Macau, China, 26 jun (Lusa) - O primeiro Plano Quinquenal de Macau (2016-2020) afirma que o papel da cidade como ponte entre a China e a lusofonia, definido por Pequim em 2003, entrará numa "nova etapa", mas persistem dúvidas sobre a eficácia desta missão.
Especialistas ouvidos pela Lusa questionam o peso da intervenção de Macau, por exemplo, nas relações económicas mais importantes entre a China e os países da lusofonia.
"O Brasil nunca irá discutir a Macau os problemas da construção aeronáutica espacial, parece-me evidente. E Angola nunca virá a Macau discutir a exportação de petróleo", ilustra o economista José Isacc Duarte, residente em Macau.
Também Émilie Tran, investigadora da Universidade de São José (de Macau) e autora de um estudo sobre a importância dos seminários organizados pelo Fórum Macau como instrumento diplomático da China, alerta que, apesar de "muito ter acontecido" entre a China e os países lusófonos como grupo, "muito mais tem acontecido ao nível bilateral" com os grandes parceiros. É o caso do Brasil, "para quem o Fórum não é assim tão importante e que lida diretamente com Pequim", afirma.
Foi em 2003 que Pequim definiu Macau como plataforma entre a China e os países lusófonos e criou o Fórum Macau.
Também o Instituto de Promoção do Comércio e do Investimento de Macau (IPIM) se debruça sobre as relações com os países de língua portuguesa e irá criar este ano um "departamento específico" dedicado a este fim.
Por outro lado, foi criada recentemente a Comissão para o Desenvolvimento da Plataforma de Serviços para a Cooperação Comercial entre a China e os Países de Língua Portuguesa, presidida pelo chefe do Governo de Macau, cuja secretaria-geral está a cargo do IPIM.
Segundo o Plano Quinquenal, em consulta pública até esta semana, a comissão "tem como missão estudar e elaborar as medidas e as políticas necessárias à promoção da construção desta plataforma".

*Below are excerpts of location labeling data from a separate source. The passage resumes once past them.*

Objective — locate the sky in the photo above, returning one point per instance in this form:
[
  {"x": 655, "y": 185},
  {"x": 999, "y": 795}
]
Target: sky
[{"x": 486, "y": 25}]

O IPIM salientou, numa resposta escrita à Lusa, que a comissão "vai conduzir investigação relacionada com a política da Plataforma e intensificar a formação e trocas culturais e comércio entre a China e os países de língua portuguesa, além de disponibilizar assistência e serviços de consultadoria às partes envolvidas em tradução/interpretação e noutras matérias relacionadas com língua, finanças, assuntos legais e gestão".
A comissão, defende o IPIM, vai permitir a Macau "utilizar plenamente as suas vantagens especiais, impulsionando o seu papel como plataforma e desenvolvendo uma forte colaboração entre a China e os países de língua portuguesa".
"O Fórum foi criado em 2003. Ao fim de 13 anos de atividade o chefe do Executivo cria uma comissão presidida por ele próprio para definir qual é a atividade a desenvolver. É preciso dizer mais", questiona José Isacc Duarte.
O economista considera que a ideia de Macau fazer esta intermediação "tem muito interesse e em potência tem toda a lógica", no entanto, "na prática", tem "dificuldade em ganhar tração".
"As relações da China com os países de língua portuguesa têm crescido, sim, mas não são tão centrais, digamos, como as com o G7 e outras organizações multilaterais", contextualiza, por seu turno, Émilie Tran.
Para a investigadora, o Fórum Macau tem conseguido "conquistar os corações" dos participantes dos países lusófonos através seus seminários, contribuindo para promover uma imagem positiva sobre a China, mas tal não significa que "já não haja dúvidas ou suspeitas sobre as verdadeiras intenções da China".
A agência Lusa contactou o Fórum Macau para a realização de uma entrevista, mas tal não foi possível.
As trocas comerciais entre a China e os países de língua portuguesa têm vindo a cair: em 2015, desceram 25,73%, atingindo 98,47 mil milhões de dólares, a primeira queda desde 2009. Os dados mais recentes deste ano apontam para uma queda de 23,03% no primeiro trimestre do ano, face ao período homólogo de 2015.